In questo clima avere conquistato – un sentito ringraziamento va a studenti e ricercatori e a quanti li hanno sostenuti – degli statuti con passaggi chiari contro la partecipazione delle università a progetti di guerra, potrebbe essere il canto del cigno di percorsi conflittuali ai quali seguiranno processi di normalizzazione e progetti neo-autoritari.
Nelle giornate estive, girando per festival – tra le poche iniziative pubbliche ancora in essere – abbiamo toccato con mano il disinteresse verso l’economia di guerra, l’inconsapevole sottovalutazione politicista di quanto la sopravvivenza del sistema capitalistico sia legata alle guerre in corso. Prova ne sia l’aumento esponenziale di alcuni titoli azionari in borsa. I governi nazionali stanno facendo di tutto e di più per favorire queste aziende: fautori del libero mercato intervengono, invece, con fare protezionistico per impedire a un’impresa concorrente di entrare nei mercati nazionali, si ergono a mediatori per rafforzare il capitalismo nazionale all’ombra della produzione di morte. E sarebbe utile, anzi indispensabile, provare a ricostruire quella fitta rete di interessi tra le aziende produttrici di armi, il sostegno accordato dalla classe politica dominante a determinate imprese e la politica estera intrapresa dai singoli Paesi.
L’accanimento contro Francesca Albanese nasce proprio dalla pubblicazione di una ricerca intitolata: Dall’economia dell’occupazione a quella del genocidio. Per questo non passa giorno in cui non venga descritta dai giornali del centro-destra, e non solo, come un’alleata di Hamas con una campagna di odio ben orchestrata ai piani alti dell’editoria e della politica nazionale
Chiudiamo con due ulteriori considerazioni: il Bilancio pluriennale europeo ci parla di investimenti duali e nelle infrastrutture. Nei singoli Paesi Ue vedremo tra qualche settimana quante spese sociali saranno cancellate: questione rilevante perché, quando mancano i soldi si vanno a prendere dove ci sono – ossia da sanità e pensioni, o dai finanziamenti previsti agli Enti locali. È poi importante ricordare che un aumento delle spese sociali rimetterebbe in funzione l’ascensore interclassista che, al contrario, sono in molti a voler tenere fermo. E se gli Us rappresentano ancora un parametro di confronto, anzi una sorta di anticipazione degli scenari prossimi del vecchio continente, l’aumento delle spese militari ha già sacrificato le risorse destinate a tre capitoli di spesa: la sanità, l’assistenza alimentare, i servizi educativi e i piani sociali destinati ai migranti. E in alternativa? Nuovi centri di detenzione, sorveglianza e tecnologia avanzata per controllare i confini con il Messico e le aree metropolitane facendo leva sulla percezione dell’insicurezza e dei ‘pericoli’.

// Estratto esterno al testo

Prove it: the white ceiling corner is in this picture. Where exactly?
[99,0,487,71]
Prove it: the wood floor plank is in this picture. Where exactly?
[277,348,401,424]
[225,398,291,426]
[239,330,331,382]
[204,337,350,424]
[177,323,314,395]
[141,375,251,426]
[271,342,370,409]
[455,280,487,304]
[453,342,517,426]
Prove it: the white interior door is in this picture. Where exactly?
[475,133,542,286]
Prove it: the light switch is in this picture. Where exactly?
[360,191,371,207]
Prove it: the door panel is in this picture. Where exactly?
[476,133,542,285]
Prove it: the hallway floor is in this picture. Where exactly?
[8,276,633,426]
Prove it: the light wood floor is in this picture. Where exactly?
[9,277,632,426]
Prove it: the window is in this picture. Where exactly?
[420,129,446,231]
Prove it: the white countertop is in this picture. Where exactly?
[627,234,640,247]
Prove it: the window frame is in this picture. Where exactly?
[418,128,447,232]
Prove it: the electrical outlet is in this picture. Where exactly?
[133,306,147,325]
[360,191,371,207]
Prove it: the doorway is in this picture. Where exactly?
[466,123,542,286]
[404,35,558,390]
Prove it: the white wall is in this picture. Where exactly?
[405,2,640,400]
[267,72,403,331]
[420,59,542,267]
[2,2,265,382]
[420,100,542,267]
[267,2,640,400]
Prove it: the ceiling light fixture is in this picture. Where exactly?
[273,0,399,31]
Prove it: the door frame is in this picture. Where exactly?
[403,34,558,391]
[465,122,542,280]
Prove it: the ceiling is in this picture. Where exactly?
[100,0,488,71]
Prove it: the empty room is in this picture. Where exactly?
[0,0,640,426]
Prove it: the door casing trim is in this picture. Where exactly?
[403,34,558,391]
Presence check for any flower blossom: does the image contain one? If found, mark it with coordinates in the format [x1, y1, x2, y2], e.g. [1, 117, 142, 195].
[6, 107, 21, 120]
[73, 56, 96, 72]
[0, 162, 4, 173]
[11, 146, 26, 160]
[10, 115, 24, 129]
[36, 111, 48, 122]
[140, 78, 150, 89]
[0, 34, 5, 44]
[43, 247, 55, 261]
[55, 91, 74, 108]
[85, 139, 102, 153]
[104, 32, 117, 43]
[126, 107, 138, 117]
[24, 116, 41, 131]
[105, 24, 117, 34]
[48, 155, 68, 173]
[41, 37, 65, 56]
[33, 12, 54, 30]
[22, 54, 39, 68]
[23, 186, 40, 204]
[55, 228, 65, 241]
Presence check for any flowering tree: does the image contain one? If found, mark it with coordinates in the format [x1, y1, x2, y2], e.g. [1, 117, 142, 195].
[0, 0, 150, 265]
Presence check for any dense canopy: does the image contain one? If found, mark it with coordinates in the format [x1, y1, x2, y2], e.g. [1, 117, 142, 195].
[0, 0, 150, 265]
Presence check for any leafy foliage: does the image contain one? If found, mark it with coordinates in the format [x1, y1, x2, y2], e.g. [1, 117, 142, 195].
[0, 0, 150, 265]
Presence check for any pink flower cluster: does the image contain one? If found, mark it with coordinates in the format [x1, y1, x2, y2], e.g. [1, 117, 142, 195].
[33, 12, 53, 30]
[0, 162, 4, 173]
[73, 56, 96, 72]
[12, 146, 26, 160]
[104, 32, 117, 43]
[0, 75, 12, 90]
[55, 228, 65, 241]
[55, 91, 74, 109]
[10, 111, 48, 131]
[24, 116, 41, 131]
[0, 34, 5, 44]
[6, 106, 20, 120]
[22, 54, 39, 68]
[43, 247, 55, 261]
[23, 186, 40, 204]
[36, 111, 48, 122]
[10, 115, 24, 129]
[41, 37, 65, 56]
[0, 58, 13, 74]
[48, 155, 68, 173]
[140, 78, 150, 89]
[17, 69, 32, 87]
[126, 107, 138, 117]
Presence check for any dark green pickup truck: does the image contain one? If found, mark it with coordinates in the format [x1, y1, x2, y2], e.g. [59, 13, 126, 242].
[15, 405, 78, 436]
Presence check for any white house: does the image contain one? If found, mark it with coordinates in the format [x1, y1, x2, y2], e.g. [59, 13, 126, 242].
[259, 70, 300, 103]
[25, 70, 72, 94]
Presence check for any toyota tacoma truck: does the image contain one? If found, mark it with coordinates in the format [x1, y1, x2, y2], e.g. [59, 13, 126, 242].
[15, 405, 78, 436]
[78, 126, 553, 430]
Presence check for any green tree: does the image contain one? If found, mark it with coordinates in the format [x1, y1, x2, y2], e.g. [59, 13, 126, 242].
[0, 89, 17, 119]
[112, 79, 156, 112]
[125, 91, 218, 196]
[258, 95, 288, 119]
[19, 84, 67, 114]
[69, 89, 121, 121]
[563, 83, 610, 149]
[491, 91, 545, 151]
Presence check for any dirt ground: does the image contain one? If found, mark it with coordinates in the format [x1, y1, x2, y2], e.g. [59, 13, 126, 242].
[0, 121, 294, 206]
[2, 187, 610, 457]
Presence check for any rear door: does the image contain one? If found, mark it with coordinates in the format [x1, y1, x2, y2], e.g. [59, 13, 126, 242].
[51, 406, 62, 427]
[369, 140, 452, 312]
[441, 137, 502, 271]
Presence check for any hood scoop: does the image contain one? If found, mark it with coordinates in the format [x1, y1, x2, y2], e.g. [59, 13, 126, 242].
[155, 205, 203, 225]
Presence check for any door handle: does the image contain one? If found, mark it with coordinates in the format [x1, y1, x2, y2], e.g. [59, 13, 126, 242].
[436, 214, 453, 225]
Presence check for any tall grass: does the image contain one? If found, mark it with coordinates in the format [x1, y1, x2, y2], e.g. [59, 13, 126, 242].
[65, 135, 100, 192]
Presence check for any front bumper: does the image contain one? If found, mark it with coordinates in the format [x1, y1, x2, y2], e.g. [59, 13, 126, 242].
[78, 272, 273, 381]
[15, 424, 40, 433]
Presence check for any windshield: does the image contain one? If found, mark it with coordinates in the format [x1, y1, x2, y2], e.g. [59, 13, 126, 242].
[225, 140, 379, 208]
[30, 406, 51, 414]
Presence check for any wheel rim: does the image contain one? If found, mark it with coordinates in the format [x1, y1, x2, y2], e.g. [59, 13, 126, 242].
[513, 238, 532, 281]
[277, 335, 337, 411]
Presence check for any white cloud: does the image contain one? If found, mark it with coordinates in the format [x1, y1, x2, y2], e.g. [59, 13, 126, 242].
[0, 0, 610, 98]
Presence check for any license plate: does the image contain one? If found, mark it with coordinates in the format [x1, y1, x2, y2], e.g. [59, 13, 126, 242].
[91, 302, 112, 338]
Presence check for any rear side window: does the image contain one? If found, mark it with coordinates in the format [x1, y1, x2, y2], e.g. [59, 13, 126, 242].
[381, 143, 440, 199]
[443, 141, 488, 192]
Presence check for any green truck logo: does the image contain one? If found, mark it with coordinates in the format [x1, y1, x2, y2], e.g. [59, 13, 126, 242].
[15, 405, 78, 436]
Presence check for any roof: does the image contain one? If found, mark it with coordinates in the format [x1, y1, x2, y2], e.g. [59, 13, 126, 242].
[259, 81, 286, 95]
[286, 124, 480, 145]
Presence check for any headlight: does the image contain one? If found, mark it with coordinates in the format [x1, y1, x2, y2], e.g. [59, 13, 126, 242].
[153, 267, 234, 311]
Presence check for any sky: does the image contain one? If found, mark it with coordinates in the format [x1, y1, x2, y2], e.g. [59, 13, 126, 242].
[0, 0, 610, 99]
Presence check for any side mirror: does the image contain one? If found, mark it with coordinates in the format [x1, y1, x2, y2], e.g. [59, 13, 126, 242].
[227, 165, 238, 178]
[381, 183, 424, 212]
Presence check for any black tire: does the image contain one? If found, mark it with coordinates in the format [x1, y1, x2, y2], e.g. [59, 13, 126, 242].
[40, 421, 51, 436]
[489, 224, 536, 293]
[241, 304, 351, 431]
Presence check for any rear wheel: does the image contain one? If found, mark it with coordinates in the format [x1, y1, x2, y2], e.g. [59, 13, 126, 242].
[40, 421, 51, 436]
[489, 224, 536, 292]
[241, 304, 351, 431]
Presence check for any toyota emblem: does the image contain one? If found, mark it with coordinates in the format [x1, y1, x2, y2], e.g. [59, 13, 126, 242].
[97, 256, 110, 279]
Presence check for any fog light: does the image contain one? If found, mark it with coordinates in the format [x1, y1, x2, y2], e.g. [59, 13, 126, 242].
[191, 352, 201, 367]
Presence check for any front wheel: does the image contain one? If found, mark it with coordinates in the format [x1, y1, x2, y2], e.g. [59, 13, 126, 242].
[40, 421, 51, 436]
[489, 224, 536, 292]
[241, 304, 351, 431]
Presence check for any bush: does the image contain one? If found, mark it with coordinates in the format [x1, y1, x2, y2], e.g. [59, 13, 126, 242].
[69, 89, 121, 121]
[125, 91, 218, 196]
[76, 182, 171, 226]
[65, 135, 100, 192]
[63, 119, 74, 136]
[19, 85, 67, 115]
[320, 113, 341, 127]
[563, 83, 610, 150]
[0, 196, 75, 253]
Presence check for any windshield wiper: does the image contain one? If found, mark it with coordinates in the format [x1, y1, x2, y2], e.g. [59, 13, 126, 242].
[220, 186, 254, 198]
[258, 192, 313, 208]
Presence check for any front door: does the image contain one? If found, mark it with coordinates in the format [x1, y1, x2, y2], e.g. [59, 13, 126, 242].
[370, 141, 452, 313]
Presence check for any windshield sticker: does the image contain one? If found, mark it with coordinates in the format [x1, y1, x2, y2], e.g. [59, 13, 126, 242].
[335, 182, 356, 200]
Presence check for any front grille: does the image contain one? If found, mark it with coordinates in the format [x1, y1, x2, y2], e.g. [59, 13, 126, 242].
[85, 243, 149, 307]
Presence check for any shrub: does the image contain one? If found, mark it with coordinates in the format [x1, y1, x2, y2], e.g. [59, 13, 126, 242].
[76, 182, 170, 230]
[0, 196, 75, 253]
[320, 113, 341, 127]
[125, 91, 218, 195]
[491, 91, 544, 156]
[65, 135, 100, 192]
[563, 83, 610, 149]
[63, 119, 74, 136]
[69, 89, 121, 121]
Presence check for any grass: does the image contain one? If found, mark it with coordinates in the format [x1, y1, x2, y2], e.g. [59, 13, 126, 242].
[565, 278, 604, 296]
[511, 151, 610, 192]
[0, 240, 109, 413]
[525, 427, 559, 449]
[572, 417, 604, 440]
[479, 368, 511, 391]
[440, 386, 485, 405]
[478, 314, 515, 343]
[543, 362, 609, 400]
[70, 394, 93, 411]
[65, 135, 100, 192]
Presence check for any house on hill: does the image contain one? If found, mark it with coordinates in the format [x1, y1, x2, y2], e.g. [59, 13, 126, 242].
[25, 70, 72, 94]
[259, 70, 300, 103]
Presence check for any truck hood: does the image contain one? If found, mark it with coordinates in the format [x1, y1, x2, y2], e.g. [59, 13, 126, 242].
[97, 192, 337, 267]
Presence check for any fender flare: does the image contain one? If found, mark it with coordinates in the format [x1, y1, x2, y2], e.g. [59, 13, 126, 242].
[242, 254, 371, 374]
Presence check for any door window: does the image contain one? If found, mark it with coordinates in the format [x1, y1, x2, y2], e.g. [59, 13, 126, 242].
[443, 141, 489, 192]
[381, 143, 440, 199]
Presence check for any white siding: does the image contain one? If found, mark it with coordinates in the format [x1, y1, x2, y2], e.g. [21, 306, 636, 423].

Siamo davanti a una sorta di austerità che taglia i programmi sociali, acuisce il controllo e la repressione, restringe gli spazi di libertà e di democrazia, chiude la bocca alle voci dissenzienti e rafforza i dispositivi militari nel corpo sociale. Ecco spiegato, in termini semplici e un po’ affrettati, il rapporto tra politiche di austerità, sostegno alla guerra e repressione delle istanze democratiche.